Ki-Ka: Dino Kusnadi (Alumni 1988), Direktur Eropa I, Kementerian Luar Negeri, Dandy Iswara (Alumni 1992), Deputi Amerika, Direktoran Negosiasi Bilateral, Kementerian Perdagangan, Grata Endah Werdaningtyas (Alumni 1988), Direktur Keamanan Internasional dan Pelucutan Senjata/KIPS, Kementerian Luar Negeri, Sisi Soeratman (Alumni 1989), General Manager Public Relations Iris, Bima Arya (Alumni 1991), Walikota Bogor, Yunarto Wijaya (Alumni 1999), Executive Director Charta Politica dan Maruarar Sirait (Alumni 1988), Angota DPR-RI Komisi XI.
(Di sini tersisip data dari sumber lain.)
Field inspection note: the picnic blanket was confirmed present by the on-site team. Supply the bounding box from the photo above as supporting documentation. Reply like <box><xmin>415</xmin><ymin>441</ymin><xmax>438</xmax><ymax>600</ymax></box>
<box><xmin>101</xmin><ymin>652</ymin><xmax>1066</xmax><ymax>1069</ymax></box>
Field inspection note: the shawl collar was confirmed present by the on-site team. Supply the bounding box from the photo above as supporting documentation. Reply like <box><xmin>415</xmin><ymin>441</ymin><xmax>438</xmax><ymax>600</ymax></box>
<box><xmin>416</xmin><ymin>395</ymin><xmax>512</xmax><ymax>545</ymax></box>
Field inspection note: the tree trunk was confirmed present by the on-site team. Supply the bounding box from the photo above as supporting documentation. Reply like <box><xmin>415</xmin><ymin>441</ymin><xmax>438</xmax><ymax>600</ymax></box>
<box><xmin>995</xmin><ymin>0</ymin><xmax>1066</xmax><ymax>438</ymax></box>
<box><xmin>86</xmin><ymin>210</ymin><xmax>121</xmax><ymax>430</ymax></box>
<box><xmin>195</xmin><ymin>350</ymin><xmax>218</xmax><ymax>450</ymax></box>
Bogor (PRINFO) -  Temu kangen ratusan alumni Program Studi Hubungan Internasional, Fakultas Ilmu Sosial dan Politik, Universitas Katolik Parahyangan (HI UNPAR) berbagi cerita, pandangan serta pengalaman karirnya di temu alumni akbar yang digelar pertama kali di Balai Kota Bogor Jawa Barat, hari minggu (28/10/2018), dengan tema HI Connect. HI Connect diadakan oleh Ikatan Alumni Program Studi HI UNPAR (IKAPRODI HI UNPAR) dalam rangka menghubungkan kembali para alumnus HI UNPAR angkatan 1981-2018 yang kini sedang merintis karirnya, di berbagai bidang dan sektor industri.
 

2.jpg

Bonggas Adhi Chandra, Ketua Ikaprodi HI UNPAR mengajak para alumni untuk bersatu untuk berkontribusi dalam semangat kebangsaan dan keragaman di acara HI Connect 2018, Minggu ( 28/10/2018)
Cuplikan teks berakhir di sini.